How Russia's Setbacks In Ukraine Could Reignite Armenia-Azerbaijan Conflict

Azerbaijan’s recent shelling of Armenia is the worst hostilities since the war in 2020 over the Nagorno-Karabakh dispute. While in the past, Russia, a historic ally of Armenia, sought to restore peace, the Kremlin may make a different calculus this time.

A damaged administrative building in Jermuk, Armenia, after clashes broke out at the border with Azerbaijan on September 13.

Kevork Oskanian

-Analysis-

Almost two years ago, what is now referred to as the “Second Karabakh War” broke the uneasy truce which had been in effect between Armenia and Azerbaijan since 1994. After 44 days of intense fighting – with thousands of dead on both sides – it ended in a precarious, Russian-mediated ceasefire on November 10, 2020.

The nine-point document setting out the terms of the ceasefire in the disputed Nagorno-Karabakh region of the South Caucasus largely cemented the gains made by Azerbaijan during the war.
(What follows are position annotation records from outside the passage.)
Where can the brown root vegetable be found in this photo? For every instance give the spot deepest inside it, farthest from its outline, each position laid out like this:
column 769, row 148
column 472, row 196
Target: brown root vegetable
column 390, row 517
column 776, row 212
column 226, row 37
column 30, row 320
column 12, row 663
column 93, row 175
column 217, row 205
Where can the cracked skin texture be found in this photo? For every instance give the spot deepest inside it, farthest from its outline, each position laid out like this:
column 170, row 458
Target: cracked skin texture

Among others, it provided for a withdrawal of Armenia’s troops from Azerbaijan and the restoration of economic and transportation links between the two countries.

This is particularly important for Azerbaijan, whose access to its Nakhchivan exclave is separated by Armenia’s Syunik province. The agreement also included arrangements for the stationing of Russian peacekeepers in Nagorno-Karabakh until at least 2025.